I host an annual hunting retreat every fall at our remote fly-in log cabin in the beautiful Iliamna River country of Alaska. This year, one of our regulars decided to include his twenty-year-old son who is just beginning to sort out his future. Among the interests his father is encouraging, is a love of reading. As we both sat on the screen porch of our cabin where so many of my books take shape, we discussed writing and reading and how well-crafted fiction can be a window on the world. As we talked, one of the locals came by for a visit, one of the highlights of life at the cabin.
Just two weeks after we closed up the cabin for winter, I got a frantic call from the owner of a fishing lodge downriver. A ROGUE grizzly had just clawed his way into his lodge, destroying the inside. He made similar calls to others who have cabins in the area. This led to a friend traveling from a nearby village to check on our cabin. He found that two lodges and 14 cabins within a twenty-mile radius of the Iliamna River had experienced similar damage. As for our cabin, the bear literally tore out the back wall, then systematically shredded the inside, destroying the cabinets and emergency food supplies, furniture, refrigerator, stove, radios, lamps and kerosene fuel cans and a window.
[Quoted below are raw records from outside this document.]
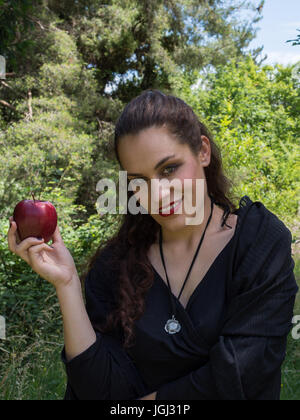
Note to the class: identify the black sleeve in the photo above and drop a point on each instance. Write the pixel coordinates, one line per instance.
(245, 363)
(104, 371)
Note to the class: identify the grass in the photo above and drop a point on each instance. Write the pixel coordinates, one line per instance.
(31, 368)
(291, 366)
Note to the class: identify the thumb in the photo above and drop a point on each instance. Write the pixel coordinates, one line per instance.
(56, 237)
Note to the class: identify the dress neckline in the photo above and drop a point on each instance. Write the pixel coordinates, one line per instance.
(199, 285)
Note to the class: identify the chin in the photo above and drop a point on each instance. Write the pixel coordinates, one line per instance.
(172, 223)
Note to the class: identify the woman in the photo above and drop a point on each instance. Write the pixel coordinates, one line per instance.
(174, 310)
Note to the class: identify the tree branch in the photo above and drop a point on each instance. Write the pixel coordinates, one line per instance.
(8, 105)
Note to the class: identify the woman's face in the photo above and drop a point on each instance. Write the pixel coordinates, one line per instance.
(155, 154)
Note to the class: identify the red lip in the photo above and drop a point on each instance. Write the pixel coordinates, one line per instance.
(170, 205)
(171, 211)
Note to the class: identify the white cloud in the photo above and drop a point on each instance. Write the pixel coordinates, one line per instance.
(284, 58)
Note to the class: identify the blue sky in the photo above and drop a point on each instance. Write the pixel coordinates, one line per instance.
(281, 18)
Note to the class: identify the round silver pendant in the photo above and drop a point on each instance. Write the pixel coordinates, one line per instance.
(172, 326)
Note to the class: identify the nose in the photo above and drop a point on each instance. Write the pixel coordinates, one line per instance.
(163, 193)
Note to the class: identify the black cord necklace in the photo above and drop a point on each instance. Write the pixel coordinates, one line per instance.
(172, 326)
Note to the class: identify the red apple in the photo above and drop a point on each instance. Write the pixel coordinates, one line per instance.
(35, 218)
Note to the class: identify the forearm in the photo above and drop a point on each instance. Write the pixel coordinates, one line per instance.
(79, 334)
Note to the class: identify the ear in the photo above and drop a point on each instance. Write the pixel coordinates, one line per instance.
(205, 152)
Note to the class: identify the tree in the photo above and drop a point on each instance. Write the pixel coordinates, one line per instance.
(295, 41)
(136, 44)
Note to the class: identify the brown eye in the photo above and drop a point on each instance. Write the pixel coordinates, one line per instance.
(170, 169)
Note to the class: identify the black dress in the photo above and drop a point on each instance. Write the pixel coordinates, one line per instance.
(234, 328)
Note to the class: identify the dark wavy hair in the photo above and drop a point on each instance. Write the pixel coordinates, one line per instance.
(129, 246)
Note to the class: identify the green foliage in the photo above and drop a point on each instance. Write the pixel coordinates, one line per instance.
(81, 62)
(253, 112)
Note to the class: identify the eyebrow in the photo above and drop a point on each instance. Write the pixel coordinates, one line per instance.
(161, 162)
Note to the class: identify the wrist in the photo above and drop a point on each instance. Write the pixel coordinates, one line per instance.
(73, 284)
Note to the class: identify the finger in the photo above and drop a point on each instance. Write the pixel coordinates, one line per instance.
(24, 246)
(36, 249)
(56, 237)
(12, 236)
(34, 253)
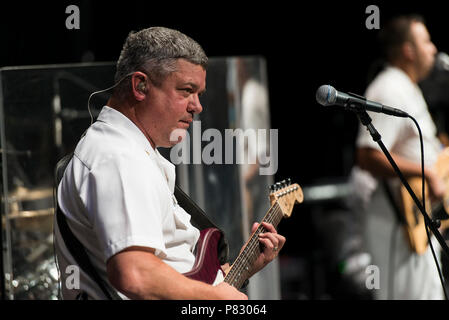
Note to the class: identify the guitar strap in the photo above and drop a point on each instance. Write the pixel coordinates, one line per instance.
(201, 221)
(198, 218)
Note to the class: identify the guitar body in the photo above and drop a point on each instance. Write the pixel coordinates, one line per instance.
(207, 264)
(415, 225)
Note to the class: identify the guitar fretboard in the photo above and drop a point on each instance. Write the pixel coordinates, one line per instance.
(241, 267)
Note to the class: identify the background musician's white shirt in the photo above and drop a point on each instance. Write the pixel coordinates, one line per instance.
(117, 192)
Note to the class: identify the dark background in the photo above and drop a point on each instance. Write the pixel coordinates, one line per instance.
(305, 44)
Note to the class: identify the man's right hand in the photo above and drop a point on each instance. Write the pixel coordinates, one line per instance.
(228, 292)
(436, 185)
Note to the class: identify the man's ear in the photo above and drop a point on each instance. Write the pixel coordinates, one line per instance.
(409, 50)
(139, 85)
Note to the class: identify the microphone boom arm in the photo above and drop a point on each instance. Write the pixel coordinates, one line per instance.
(365, 119)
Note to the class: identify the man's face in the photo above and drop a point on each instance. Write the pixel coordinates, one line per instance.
(424, 48)
(169, 108)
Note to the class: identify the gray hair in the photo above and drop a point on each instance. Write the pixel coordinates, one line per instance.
(155, 51)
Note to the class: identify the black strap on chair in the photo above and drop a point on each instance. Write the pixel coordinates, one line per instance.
(199, 219)
(72, 243)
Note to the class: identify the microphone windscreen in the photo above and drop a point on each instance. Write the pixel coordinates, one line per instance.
(326, 95)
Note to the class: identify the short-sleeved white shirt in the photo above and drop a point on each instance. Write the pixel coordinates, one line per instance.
(415, 276)
(117, 192)
(393, 87)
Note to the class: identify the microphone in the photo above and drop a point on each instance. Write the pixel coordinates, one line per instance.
(326, 95)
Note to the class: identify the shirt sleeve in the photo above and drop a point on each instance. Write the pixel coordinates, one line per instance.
(127, 202)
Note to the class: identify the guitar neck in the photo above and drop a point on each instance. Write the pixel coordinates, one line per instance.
(240, 269)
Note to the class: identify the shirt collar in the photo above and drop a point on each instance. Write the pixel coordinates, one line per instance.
(128, 128)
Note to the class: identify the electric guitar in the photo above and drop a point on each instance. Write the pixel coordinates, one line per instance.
(414, 220)
(207, 268)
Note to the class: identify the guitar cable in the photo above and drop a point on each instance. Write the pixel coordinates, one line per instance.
(424, 206)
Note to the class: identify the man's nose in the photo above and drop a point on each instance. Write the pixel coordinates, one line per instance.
(195, 104)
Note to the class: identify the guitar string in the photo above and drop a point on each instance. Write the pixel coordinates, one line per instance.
(237, 269)
(248, 255)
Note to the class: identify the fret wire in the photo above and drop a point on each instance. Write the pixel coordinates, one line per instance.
(250, 247)
(237, 269)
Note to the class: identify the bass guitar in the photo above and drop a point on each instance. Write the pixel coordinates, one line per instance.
(414, 220)
(283, 196)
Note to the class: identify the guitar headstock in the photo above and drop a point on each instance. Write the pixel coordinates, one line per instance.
(286, 195)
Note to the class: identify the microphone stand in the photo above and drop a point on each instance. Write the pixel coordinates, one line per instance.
(365, 119)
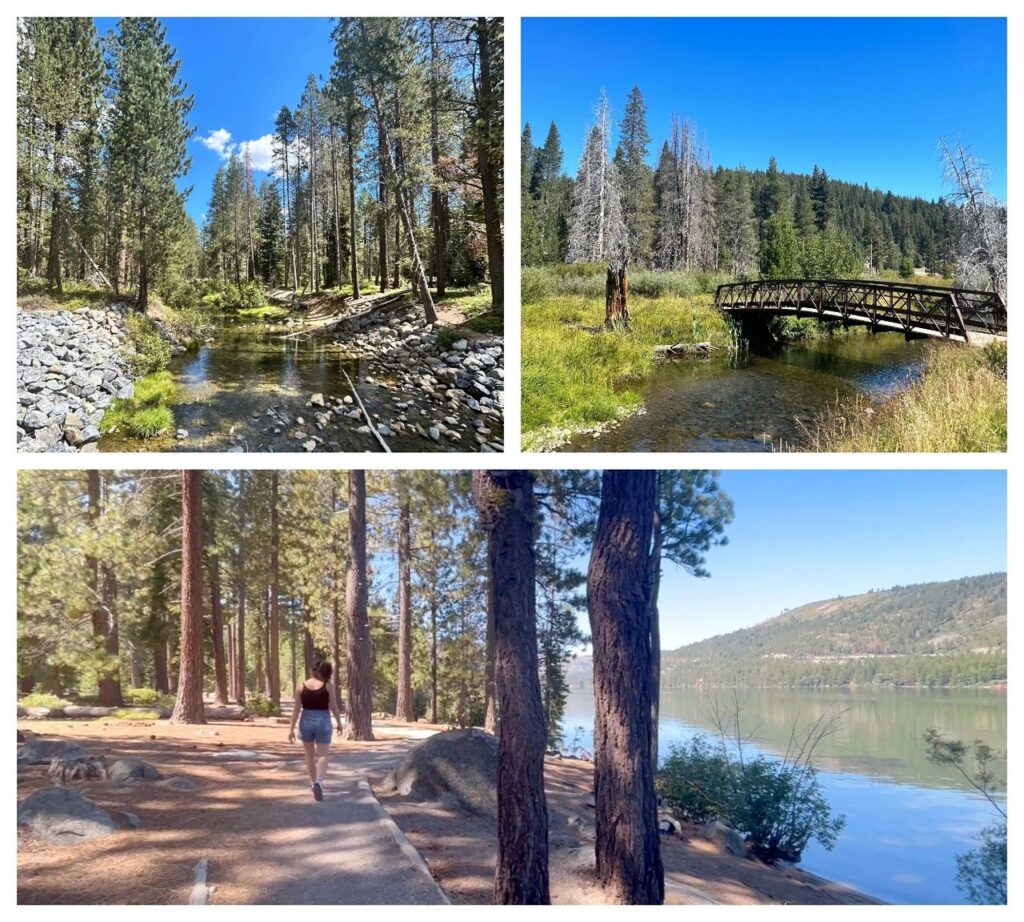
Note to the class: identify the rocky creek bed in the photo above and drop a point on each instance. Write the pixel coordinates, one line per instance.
(71, 366)
(423, 388)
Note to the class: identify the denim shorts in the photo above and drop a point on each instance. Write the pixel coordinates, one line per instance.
(314, 726)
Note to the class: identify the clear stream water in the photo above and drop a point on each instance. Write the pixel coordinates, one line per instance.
(905, 818)
(753, 402)
(225, 387)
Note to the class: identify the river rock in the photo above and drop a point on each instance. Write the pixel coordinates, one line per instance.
(725, 837)
(65, 816)
(41, 752)
(458, 767)
(131, 769)
(71, 364)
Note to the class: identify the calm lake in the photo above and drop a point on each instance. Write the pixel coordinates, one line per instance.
(754, 402)
(905, 819)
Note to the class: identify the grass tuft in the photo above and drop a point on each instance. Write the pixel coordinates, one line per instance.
(960, 405)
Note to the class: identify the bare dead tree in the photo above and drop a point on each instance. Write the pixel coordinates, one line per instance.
(981, 251)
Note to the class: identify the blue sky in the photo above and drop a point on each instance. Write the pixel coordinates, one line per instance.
(803, 536)
(866, 99)
(241, 72)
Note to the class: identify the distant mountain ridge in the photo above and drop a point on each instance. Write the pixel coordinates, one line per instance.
(942, 633)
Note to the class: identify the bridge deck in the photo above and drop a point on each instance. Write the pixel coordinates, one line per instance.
(912, 309)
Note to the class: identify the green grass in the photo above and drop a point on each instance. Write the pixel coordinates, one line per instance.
(577, 376)
(144, 415)
(41, 700)
(266, 312)
(130, 714)
(960, 405)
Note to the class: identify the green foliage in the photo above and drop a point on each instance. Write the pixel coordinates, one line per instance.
(960, 405)
(42, 700)
(828, 254)
(146, 697)
(576, 376)
(143, 415)
(130, 715)
(779, 248)
(150, 351)
(696, 781)
(266, 312)
(981, 873)
(262, 707)
(778, 805)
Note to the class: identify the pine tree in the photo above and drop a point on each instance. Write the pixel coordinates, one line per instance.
(636, 178)
(147, 136)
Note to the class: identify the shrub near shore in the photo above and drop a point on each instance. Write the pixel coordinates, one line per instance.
(960, 405)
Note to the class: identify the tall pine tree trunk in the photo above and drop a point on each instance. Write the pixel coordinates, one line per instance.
(628, 850)
(360, 676)
(403, 704)
(351, 205)
(505, 501)
(273, 623)
(489, 693)
(217, 628)
(188, 705)
(488, 156)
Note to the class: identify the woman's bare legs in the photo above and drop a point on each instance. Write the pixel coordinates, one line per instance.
(310, 760)
(323, 751)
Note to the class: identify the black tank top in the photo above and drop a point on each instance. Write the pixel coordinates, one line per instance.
(315, 699)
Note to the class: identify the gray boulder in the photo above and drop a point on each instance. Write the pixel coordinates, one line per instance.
(42, 752)
(725, 837)
(133, 769)
(64, 816)
(457, 767)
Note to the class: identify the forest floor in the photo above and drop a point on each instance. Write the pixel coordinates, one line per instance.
(268, 842)
(461, 851)
(265, 838)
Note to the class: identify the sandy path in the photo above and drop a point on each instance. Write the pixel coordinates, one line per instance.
(266, 840)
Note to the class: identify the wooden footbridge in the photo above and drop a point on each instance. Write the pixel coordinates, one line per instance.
(915, 310)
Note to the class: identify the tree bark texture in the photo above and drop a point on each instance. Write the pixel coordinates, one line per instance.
(403, 700)
(188, 705)
(628, 850)
(505, 502)
(360, 676)
(616, 298)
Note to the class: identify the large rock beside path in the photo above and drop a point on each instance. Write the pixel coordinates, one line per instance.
(41, 752)
(65, 816)
(458, 767)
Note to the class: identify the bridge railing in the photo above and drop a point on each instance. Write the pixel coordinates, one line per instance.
(914, 308)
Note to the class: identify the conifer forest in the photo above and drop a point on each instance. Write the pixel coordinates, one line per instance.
(351, 252)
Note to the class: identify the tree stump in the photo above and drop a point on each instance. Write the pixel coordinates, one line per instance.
(615, 298)
(65, 771)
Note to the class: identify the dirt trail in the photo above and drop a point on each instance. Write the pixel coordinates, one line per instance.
(266, 840)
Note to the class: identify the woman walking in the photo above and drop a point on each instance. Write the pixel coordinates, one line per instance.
(315, 700)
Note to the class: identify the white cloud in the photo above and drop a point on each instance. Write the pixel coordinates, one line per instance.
(219, 141)
(260, 153)
(260, 150)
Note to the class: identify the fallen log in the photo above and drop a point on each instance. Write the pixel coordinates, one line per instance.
(226, 712)
(366, 414)
(683, 348)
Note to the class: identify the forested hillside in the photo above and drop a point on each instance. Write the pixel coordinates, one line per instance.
(686, 213)
(933, 634)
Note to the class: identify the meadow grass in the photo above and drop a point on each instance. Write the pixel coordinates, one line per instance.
(577, 376)
(960, 405)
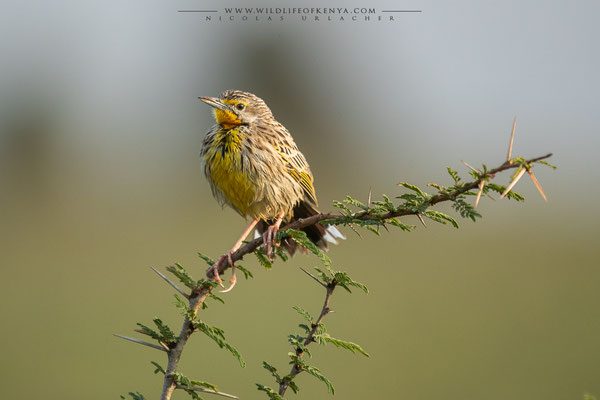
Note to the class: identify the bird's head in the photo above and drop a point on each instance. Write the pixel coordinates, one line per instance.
(234, 108)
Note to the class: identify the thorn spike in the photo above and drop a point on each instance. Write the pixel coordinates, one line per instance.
(514, 182)
(537, 184)
(512, 138)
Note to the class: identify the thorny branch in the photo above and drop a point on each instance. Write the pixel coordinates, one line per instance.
(304, 222)
(296, 369)
(199, 295)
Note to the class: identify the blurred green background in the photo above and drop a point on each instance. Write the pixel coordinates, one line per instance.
(100, 180)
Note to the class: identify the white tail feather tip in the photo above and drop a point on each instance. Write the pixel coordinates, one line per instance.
(333, 231)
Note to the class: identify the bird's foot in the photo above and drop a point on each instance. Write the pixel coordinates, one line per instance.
(270, 240)
(217, 277)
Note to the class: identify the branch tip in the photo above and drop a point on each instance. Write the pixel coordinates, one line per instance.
(481, 185)
(514, 182)
(536, 183)
(141, 342)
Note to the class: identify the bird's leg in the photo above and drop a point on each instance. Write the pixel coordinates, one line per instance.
(270, 235)
(227, 256)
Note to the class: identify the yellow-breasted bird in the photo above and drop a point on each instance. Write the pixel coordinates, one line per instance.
(254, 166)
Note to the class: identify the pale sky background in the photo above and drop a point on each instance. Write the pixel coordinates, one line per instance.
(100, 130)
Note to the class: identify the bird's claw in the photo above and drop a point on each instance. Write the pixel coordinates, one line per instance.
(217, 277)
(270, 240)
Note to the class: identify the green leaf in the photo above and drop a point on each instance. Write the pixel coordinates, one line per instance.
(343, 207)
(306, 328)
(135, 396)
(272, 370)
(159, 368)
(183, 307)
(218, 335)
(273, 395)
(356, 203)
(414, 189)
(297, 342)
(353, 347)
(440, 217)
(262, 259)
(465, 209)
(546, 163)
(301, 238)
(284, 257)
(167, 334)
(182, 275)
(314, 371)
(454, 175)
(500, 189)
(207, 259)
(217, 298)
(247, 273)
(203, 384)
(343, 279)
(147, 331)
(396, 222)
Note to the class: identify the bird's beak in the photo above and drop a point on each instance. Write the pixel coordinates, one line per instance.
(214, 102)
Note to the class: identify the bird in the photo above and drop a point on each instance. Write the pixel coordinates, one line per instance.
(254, 166)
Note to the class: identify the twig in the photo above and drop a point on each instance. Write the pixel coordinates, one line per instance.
(314, 277)
(536, 183)
(285, 383)
(184, 294)
(481, 185)
(154, 346)
(513, 183)
(170, 383)
(305, 222)
(209, 391)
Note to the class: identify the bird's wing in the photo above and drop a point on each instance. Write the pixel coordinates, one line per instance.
(296, 165)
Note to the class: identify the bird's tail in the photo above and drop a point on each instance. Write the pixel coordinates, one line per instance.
(317, 233)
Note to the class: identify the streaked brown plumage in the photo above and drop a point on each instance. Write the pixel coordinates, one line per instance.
(253, 165)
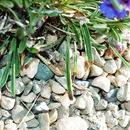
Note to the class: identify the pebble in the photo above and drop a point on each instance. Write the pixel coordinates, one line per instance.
(43, 72)
(1, 125)
(124, 122)
(71, 123)
(7, 102)
(19, 112)
(29, 98)
(46, 91)
(32, 123)
(40, 107)
(32, 68)
(11, 126)
(127, 55)
(62, 81)
(80, 67)
(97, 59)
(56, 87)
(44, 121)
(95, 71)
(19, 86)
(102, 82)
(53, 115)
(110, 66)
(101, 105)
(28, 88)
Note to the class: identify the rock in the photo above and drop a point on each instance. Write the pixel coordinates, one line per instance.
(62, 81)
(80, 67)
(56, 87)
(28, 88)
(1, 125)
(124, 122)
(26, 80)
(44, 121)
(62, 49)
(31, 69)
(36, 88)
(7, 102)
(53, 114)
(121, 94)
(51, 39)
(19, 86)
(97, 59)
(127, 105)
(101, 105)
(102, 82)
(127, 55)
(121, 80)
(46, 91)
(111, 95)
(95, 71)
(32, 123)
(54, 106)
(110, 66)
(71, 123)
(29, 98)
(40, 107)
(19, 112)
(11, 126)
(43, 72)
(110, 120)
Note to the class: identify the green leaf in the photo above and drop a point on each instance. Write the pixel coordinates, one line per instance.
(87, 42)
(68, 71)
(117, 53)
(5, 73)
(6, 3)
(22, 45)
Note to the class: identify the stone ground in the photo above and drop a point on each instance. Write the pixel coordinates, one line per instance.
(101, 95)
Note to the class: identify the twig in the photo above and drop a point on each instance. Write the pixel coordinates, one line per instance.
(28, 111)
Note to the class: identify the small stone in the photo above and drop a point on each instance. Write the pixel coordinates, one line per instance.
(53, 114)
(19, 112)
(97, 59)
(44, 121)
(71, 123)
(32, 68)
(29, 98)
(46, 92)
(54, 106)
(111, 95)
(101, 105)
(56, 87)
(102, 82)
(81, 102)
(51, 39)
(32, 123)
(80, 67)
(121, 80)
(1, 125)
(110, 66)
(127, 55)
(43, 72)
(28, 88)
(124, 122)
(7, 102)
(40, 107)
(19, 86)
(36, 88)
(95, 71)
(11, 126)
(62, 81)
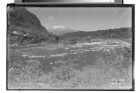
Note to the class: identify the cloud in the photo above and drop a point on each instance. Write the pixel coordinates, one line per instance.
(50, 18)
(58, 26)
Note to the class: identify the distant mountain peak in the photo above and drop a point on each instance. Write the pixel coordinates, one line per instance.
(58, 27)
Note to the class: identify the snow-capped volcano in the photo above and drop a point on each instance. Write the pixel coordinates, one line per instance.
(60, 30)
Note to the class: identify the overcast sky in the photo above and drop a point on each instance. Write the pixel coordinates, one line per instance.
(84, 19)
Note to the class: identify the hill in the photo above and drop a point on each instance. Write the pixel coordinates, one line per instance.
(25, 28)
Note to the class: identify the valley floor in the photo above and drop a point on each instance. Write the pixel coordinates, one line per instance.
(102, 64)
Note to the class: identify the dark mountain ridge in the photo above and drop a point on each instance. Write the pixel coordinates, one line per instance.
(83, 36)
(25, 28)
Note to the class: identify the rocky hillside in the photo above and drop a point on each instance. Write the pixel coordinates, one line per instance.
(25, 28)
(119, 33)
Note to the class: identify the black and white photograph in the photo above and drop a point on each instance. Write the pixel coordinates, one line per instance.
(70, 48)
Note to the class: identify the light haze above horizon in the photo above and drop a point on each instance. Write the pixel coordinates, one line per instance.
(84, 19)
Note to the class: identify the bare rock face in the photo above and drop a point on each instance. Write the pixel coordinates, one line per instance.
(24, 27)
Our friends from the village raided a small business on the lake for plywood to board up the damage and sent these pictures. Our attempts to fly in to check on the damage failed when snow closed the small airstrip we land on. So, what is normally a two-day trip to open up the cabin next spring now will require a week of work. The guys I hunt with will all pitch in to repair the structure. Transportation challenges will probably mean that replacing what was destroyed inside will take all summer. But it will not delay my next book. Oh, the joys of true wilderness.